[RFC PATCH 0/6] crypto: benchmark - add the crypto benchmark

From: Yang Shen
Date: Mon Sep 19 2022 - 08:08:09 EST


Add crypto benchmark - A tool to help the users quickly get the
performance of a algorithm registered in crypto.

The tool tries to use the same API to unify the processes of different
algorithms. The algorithm can do some private operations in the callbacks.
For users, they can see the unified configuration parameters, rather than
a set of configuration parameters corresponding to each algorithm.

This tool can provide users with the ability to test the performance of
algorithms in some specific scenarios. At present, the following parameters
are selected for users configuration: block size, block number,
thread number, bound numa and request number for per tfm. These parameters
can help users simulate approximate business scenarios.

For the RFC version, the compression benchmark test is supported.
I did some verification on Kunpeng920.

The first test case is for zlib-deflate software algorithm.
The cpu frequency is 2.6 GHz.
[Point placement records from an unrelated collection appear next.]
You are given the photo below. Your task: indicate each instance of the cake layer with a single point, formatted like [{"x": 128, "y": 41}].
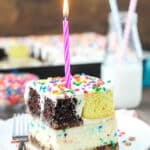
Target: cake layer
[
  {"x": 62, "y": 107},
  {"x": 92, "y": 134},
  {"x": 34, "y": 145}
]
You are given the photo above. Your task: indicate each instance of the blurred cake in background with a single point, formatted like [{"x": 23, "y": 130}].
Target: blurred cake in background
[
  {"x": 48, "y": 50},
  {"x": 12, "y": 87},
  {"x": 3, "y": 54}
]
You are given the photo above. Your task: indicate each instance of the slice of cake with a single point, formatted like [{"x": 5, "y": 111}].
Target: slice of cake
[{"x": 79, "y": 118}]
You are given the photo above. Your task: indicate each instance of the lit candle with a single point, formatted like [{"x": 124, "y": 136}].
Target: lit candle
[{"x": 66, "y": 44}]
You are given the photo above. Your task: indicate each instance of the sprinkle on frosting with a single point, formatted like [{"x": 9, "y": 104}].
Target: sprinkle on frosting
[{"x": 79, "y": 83}]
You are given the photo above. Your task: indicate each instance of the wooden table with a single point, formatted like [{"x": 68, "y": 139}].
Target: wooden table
[{"x": 144, "y": 108}]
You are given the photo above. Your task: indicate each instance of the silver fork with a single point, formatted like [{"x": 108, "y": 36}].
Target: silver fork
[{"x": 20, "y": 130}]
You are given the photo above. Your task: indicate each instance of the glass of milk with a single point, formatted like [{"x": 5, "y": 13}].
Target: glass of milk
[{"x": 126, "y": 76}]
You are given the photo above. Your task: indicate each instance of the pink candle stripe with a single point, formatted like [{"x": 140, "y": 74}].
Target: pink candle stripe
[{"x": 66, "y": 53}]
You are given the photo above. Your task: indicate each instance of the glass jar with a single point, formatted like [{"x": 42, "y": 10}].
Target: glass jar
[{"x": 126, "y": 75}]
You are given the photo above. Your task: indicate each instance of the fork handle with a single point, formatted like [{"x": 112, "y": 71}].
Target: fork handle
[{"x": 22, "y": 146}]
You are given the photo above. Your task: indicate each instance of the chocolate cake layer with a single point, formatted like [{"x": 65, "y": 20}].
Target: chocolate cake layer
[
  {"x": 37, "y": 144},
  {"x": 34, "y": 102},
  {"x": 58, "y": 116},
  {"x": 63, "y": 115}
]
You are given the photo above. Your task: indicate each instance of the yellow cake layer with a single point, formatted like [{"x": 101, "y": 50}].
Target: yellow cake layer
[{"x": 98, "y": 105}]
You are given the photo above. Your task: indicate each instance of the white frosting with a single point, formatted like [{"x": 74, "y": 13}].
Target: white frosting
[
  {"x": 101, "y": 132},
  {"x": 51, "y": 89}
]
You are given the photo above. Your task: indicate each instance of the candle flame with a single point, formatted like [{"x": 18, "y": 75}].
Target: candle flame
[{"x": 65, "y": 9}]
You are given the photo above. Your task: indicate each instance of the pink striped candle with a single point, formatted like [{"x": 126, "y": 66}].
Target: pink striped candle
[{"x": 66, "y": 45}]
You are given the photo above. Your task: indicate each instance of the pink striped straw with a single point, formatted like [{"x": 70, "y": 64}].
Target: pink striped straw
[{"x": 131, "y": 10}]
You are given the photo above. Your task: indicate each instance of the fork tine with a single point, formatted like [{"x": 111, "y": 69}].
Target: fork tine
[{"x": 20, "y": 127}]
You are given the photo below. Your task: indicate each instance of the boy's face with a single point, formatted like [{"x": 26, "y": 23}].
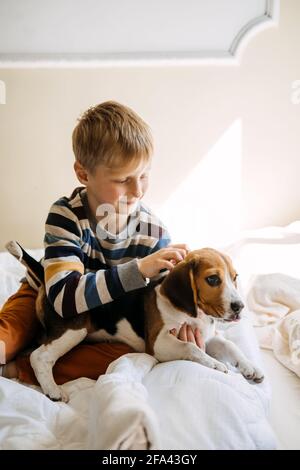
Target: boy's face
[{"x": 120, "y": 187}]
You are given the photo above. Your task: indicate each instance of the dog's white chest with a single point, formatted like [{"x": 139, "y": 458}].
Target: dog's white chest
[{"x": 124, "y": 334}]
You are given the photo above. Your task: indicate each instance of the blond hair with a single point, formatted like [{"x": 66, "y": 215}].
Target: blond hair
[{"x": 111, "y": 134}]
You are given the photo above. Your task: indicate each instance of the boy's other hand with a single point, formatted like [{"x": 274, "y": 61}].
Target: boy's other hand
[
  {"x": 166, "y": 258},
  {"x": 187, "y": 334}
]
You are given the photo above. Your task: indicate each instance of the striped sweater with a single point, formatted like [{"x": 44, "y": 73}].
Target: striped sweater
[{"x": 86, "y": 267}]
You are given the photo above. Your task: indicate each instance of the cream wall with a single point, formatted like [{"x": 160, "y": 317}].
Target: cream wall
[{"x": 190, "y": 110}]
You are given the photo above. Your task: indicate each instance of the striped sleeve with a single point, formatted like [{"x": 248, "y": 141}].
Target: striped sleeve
[{"x": 68, "y": 288}]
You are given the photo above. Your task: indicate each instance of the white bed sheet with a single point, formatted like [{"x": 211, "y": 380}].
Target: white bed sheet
[
  {"x": 285, "y": 402},
  {"x": 265, "y": 251}
]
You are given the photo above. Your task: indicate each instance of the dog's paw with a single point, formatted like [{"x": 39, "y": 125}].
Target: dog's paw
[
  {"x": 57, "y": 394},
  {"x": 251, "y": 372},
  {"x": 220, "y": 366}
]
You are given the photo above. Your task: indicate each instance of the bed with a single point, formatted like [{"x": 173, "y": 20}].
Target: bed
[{"x": 140, "y": 404}]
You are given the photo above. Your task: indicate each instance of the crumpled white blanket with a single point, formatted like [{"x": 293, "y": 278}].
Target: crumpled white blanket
[
  {"x": 274, "y": 300},
  {"x": 133, "y": 426},
  {"x": 139, "y": 404}
]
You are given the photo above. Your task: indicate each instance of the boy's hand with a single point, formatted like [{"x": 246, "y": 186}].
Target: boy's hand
[
  {"x": 166, "y": 258},
  {"x": 187, "y": 334}
]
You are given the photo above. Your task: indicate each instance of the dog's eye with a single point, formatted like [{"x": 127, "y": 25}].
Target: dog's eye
[{"x": 213, "y": 281}]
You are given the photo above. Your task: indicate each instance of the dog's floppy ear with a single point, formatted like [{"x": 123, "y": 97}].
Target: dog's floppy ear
[{"x": 180, "y": 288}]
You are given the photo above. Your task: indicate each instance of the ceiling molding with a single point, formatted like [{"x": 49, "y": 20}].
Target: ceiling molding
[{"x": 230, "y": 56}]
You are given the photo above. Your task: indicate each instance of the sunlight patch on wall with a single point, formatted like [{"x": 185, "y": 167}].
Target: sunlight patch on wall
[{"x": 205, "y": 209}]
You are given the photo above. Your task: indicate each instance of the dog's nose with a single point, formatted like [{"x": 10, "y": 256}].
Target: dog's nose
[{"x": 237, "y": 306}]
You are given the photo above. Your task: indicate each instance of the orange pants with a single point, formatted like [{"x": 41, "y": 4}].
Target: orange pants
[{"x": 18, "y": 328}]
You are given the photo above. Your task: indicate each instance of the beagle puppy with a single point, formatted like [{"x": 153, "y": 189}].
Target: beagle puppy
[{"x": 200, "y": 291}]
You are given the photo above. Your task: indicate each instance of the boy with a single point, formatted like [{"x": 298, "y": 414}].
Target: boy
[{"x": 99, "y": 243}]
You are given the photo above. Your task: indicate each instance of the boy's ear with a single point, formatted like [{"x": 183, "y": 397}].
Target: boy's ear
[{"x": 81, "y": 173}]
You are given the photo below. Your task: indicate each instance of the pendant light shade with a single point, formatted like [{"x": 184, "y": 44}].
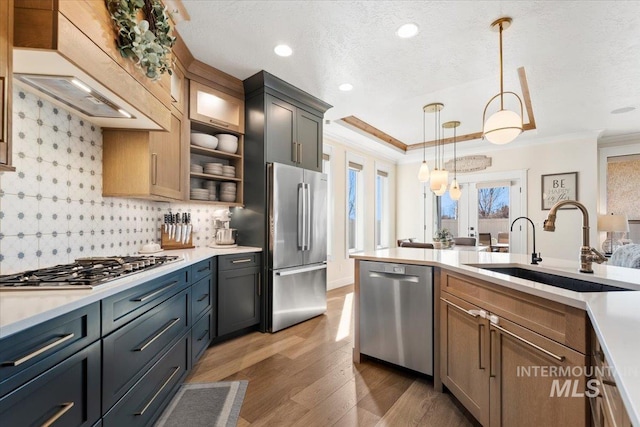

I want to show you the influence of these
parameters.

The configuration is following:
run set: algorithm zlib-deflate, algtype CRYPTO_COMPRESS, inputsize 1024,
loop 1, numamask 0x0, optype 0, reqnum 1, threadnum 1, time 1.
The result is :
Crypto benchmark result:
throughput pps time
150 MB/s 150 kPP/s 1000 ms

And then change the block size:
run set: algorithm zlib-deflate, algtype CRYPTO_COMPRESS, inputsize 8192,
loop 1, numamask 0x0, optype 0, reqnum 1, threadnum 1, time 1.
Crypto benchmark result:
throughput pps time
473 MB/s 59 kPP/s 1005 ms

run set: algorithm zlib-deflate, algtype CRYPTO_COMPRESS, inputsize 65536,
loop 1, numamask 0x0, optype 0, reqnum 1, threadnum 1, time 1.
Crypto benchmark result:
throughput pps time
421 MB/s 6 kPP/s 1038 ms

With the test, users can know that the throughput and pps are both
influenced by block size on this server. And the throughput has a peak
value while the pps is inverse ratio with bolck size increasing.
Due to the software algorithm, thread number will linear increase the
result while it is less than cpu number and other parameters have little
influence on performance.

The second test case is for zlib-deflate hardware. The tested parameters
has the same effect on hardware. Here I test the parameter 'reqnum'.
The software algorithm register to synchronous process. So here it is
useless for software performance.

run set: algorithm zlib-deflate, algtype CRYPTO_COMPRESS, inputsize 8192,
loop 1, numamask 0x0, optype 0, reqnum 1, threadnum 1, time 1.
Crypto benchmark result:
throughput pps time
367 MB/s 46 kPP/s 941 ms

run set: algorithm zlib-deflate, algtype CRYPTO_COMPRESS, inputsize 8192,
loop 1, numamask 0x0, optype 0, reqnum 10, threadnum 1, time 1.
Crypto benchmark result:
throughput pps time
3507 MB/s 438 kPP/s 1003 ms

run set: algorithm zlib-deflate, algtype CRYPTO_COMPRESS, inputsize 8192,
loop 1, numamask 0x0, optype 0, reqnum 100, threadnum 1, time 1.
Crypto benchmark result:
throughput pps time
6318 MB/s 790 kPP/s 1093 ms

So we can know that for asynchronous algorithms, request number for per
tfm also influence the throughput and pps until a peak value.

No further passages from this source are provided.